Once a positive test comes back, staff work to connect the patient to a clinic that can provide ongoing care. The van doesn’t have a dedicated hepatologist on board for each site visit, but Price is also testing out a new method: video chatting with patients to provide them care on the bus instead of sending them to a separate clinic. Down the line, she’d like to start offering people who test positive immediate prescriptions — that way those who are diagnosed immediately receive a package of pills to begin their journey toward a cure.

Testing and diagnosing is a big part of ending hepatitis C citywide, but there are other challenges, too.

Holding onto eight weeks worth of medication is not easy, particularly for people who can easily lose their belongings. At the Sixth Street Harm Reduction Center, operated by the AIDS Foundation, 36 lockers are used by participants in their hepatitis C treatment program. They can pick up a week’s supply of medication, or a few days at a time — but the prescriptions are automatically refilled and placed inside each individual’s locker.

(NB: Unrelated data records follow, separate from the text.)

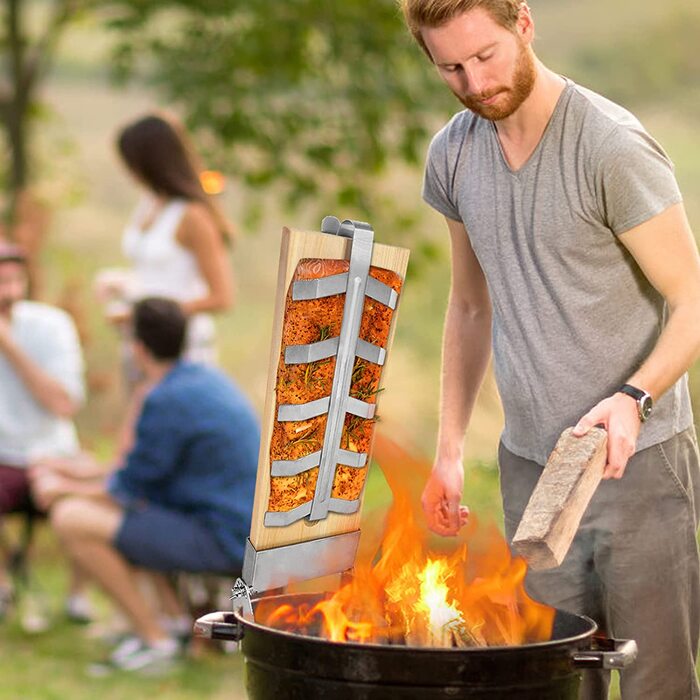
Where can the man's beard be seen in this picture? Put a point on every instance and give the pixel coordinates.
(522, 83)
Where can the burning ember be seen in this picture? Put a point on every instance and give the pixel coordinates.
(411, 593)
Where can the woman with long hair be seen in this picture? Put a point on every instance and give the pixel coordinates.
(178, 238)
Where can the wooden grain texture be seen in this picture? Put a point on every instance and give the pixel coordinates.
(556, 506)
(295, 246)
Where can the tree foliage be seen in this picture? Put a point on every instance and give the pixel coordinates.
(314, 96)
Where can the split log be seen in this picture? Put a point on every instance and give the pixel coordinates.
(556, 506)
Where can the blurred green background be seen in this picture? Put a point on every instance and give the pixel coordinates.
(639, 53)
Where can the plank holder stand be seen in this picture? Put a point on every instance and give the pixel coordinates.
(276, 567)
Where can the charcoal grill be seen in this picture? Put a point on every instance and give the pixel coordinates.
(285, 666)
(321, 538)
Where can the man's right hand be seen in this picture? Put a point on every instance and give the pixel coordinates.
(441, 499)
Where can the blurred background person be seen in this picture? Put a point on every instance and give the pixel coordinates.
(41, 375)
(177, 239)
(182, 499)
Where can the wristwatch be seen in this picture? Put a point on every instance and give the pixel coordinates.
(643, 399)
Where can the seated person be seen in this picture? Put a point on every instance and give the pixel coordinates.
(41, 375)
(182, 499)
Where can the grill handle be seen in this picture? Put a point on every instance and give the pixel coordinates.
(606, 653)
(219, 625)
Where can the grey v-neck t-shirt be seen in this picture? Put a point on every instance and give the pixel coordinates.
(573, 315)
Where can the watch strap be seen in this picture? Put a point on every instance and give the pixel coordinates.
(632, 391)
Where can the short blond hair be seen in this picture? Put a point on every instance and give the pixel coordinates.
(435, 13)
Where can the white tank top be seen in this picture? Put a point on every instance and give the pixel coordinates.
(163, 267)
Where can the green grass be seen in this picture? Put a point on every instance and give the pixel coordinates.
(84, 238)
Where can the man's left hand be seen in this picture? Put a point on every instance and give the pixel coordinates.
(618, 414)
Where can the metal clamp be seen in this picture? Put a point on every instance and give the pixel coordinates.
(606, 653)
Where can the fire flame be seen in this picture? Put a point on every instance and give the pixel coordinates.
(412, 593)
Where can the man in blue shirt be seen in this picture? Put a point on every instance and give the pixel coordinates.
(183, 498)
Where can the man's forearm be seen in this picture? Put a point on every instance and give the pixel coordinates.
(465, 354)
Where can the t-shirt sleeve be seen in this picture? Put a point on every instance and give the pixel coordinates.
(635, 179)
(156, 451)
(438, 190)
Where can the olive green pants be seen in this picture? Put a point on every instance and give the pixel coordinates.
(632, 567)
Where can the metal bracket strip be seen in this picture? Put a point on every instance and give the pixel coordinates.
(305, 411)
(340, 401)
(272, 568)
(292, 467)
(305, 290)
(323, 349)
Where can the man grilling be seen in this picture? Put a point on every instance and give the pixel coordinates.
(572, 255)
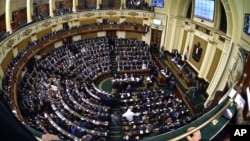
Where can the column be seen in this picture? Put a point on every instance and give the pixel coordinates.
(149, 2)
(124, 4)
(74, 6)
(8, 17)
(51, 7)
(29, 4)
(207, 60)
(98, 4)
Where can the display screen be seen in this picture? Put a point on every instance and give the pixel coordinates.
(204, 9)
(158, 3)
(247, 24)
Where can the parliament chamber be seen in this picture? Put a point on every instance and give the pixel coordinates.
(70, 67)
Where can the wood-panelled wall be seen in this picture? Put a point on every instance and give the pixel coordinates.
(136, 20)
(23, 44)
(89, 35)
(183, 42)
(88, 21)
(203, 45)
(9, 56)
(2, 23)
(44, 32)
(138, 36)
(214, 64)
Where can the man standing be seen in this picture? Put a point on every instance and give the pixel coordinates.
(114, 119)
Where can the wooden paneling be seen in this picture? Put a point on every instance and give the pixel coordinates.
(23, 44)
(2, 23)
(6, 60)
(137, 36)
(88, 21)
(44, 8)
(183, 42)
(214, 65)
(136, 20)
(89, 35)
(203, 46)
(42, 33)
(156, 37)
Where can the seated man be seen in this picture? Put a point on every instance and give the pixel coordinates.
(129, 115)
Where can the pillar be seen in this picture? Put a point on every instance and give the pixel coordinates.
(124, 4)
(8, 17)
(210, 50)
(51, 7)
(29, 13)
(74, 5)
(98, 2)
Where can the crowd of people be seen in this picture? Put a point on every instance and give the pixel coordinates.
(152, 112)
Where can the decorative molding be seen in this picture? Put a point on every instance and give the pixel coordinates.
(111, 13)
(89, 14)
(10, 43)
(133, 13)
(27, 32)
(67, 18)
(46, 23)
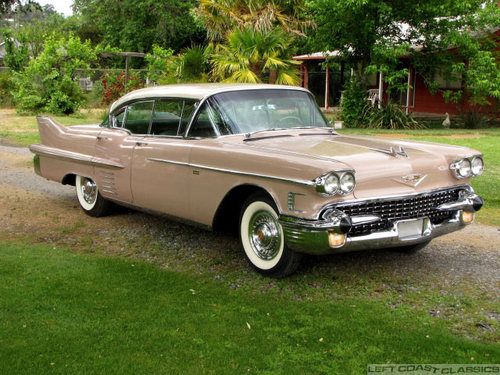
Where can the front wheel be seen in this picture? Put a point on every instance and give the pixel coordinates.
(263, 241)
(91, 201)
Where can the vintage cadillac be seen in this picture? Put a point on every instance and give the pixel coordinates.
(262, 160)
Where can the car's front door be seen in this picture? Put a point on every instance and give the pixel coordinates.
(160, 167)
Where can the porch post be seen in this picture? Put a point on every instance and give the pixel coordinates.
(408, 91)
(126, 69)
(327, 87)
(380, 89)
(305, 76)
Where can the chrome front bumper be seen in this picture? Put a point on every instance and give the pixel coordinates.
(312, 236)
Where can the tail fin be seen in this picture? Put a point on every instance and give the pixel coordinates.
(49, 130)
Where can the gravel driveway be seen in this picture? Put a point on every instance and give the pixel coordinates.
(30, 204)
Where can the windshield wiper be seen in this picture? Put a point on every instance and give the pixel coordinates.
(249, 135)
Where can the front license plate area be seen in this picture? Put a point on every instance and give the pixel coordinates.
(410, 229)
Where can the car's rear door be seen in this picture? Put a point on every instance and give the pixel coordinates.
(160, 167)
(115, 145)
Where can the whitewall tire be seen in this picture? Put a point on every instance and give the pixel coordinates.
(262, 238)
(91, 201)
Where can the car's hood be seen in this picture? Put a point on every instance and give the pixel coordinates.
(388, 166)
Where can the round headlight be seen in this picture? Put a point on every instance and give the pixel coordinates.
(464, 168)
(477, 166)
(347, 182)
(331, 184)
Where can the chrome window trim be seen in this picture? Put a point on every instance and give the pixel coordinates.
(206, 98)
(195, 116)
(233, 171)
(150, 118)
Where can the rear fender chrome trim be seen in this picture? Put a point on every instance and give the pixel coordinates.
(57, 153)
(468, 202)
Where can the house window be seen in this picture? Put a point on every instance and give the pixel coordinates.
(451, 82)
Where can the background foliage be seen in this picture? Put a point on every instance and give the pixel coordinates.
(49, 82)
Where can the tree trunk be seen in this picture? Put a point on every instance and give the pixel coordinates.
(273, 75)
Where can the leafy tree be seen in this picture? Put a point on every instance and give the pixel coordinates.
(50, 81)
(194, 64)
(161, 65)
(136, 25)
(6, 5)
(220, 17)
(440, 36)
(16, 52)
(255, 56)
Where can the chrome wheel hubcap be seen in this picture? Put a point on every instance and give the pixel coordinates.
(89, 190)
(264, 233)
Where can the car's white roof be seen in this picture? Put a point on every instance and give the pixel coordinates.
(194, 91)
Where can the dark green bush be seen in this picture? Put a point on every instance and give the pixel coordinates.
(389, 116)
(50, 81)
(6, 88)
(353, 103)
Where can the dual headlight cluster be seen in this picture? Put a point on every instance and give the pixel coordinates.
(332, 183)
(468, 167)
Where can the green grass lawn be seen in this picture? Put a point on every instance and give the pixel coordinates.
(63, 312)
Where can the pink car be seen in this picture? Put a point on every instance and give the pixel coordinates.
(262, 160)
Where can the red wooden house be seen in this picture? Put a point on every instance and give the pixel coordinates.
(327, 85)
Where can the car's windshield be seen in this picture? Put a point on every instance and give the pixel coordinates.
(256, 110)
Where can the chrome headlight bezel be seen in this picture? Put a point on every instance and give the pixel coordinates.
(477, 172)
(323, 184)
(463, 168)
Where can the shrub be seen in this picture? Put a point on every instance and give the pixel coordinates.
(193, 64)
(353, 103)
(6, 88)
(389, 116)
(162, 65)
(114, 87)
(50, 81)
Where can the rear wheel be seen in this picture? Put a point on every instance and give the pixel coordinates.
(91, 201)
(262, 239)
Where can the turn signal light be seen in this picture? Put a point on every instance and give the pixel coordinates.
(336, 239)
(467, 217)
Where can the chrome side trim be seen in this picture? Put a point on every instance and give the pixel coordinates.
(233, 171)
(468, 202)
(56, 153)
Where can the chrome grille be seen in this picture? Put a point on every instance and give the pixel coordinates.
(401, 208)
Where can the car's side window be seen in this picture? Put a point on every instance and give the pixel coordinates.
(117, 118)
(187, 112)
(202, 126)
(139, 117)
(166, 117)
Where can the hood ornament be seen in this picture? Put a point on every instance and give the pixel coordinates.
(392, 151)
(411, 179)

They’re accessible 45 hours a week, whenever the center is open.

“Hep C meds are really expensive, and the majority of people who come in are experiencing homelessness, or are housing insecure,” says Sixth Street Harm Reduction Center’s Associate Director Ro Giuliano. “They’re heavily impacted by the sweeps that happen all the time. Folks have all their belongings — everything they own — taken.”

The lockers help alleviate that issue — and their popularity is growing. In the 2016-2017 fiscal year, 12 people were cured. In 2017-2018 that number rose to 52. From January of this year to the end of July, 27 people receiving treatment have gone through the eight-week course of treatment.

The positive impacts of being cured of hepatitis C are multifold, Burk says.

“It’s so amazing to be able to tell someone, ‘You’re cured of this serious disease you’ve had for 20, 30 years’,” she says. “It’s a very powerful thing. Often, they then decide they want to take care of their health in other ways. We see really remarkable changes.”

The journey to get people with hepatitis C diagnosed and through treatment is an ongoing battle, but changes in medication, insurance, and the evolution of care to meet people where they’re at makes getting to zero a goal that Price, Luetkemeyer, and Burk finally believe is possible.

“We need to problematize the idea of people being ‘difficult to engage’ or ‘hard to reach’ because the truth is they’re showing up at different places across the city, and we just need to adjust our models to reflect that,” Burk says. “Even folks who have a lot of chaos in their lives can do very well with the right kind of support.”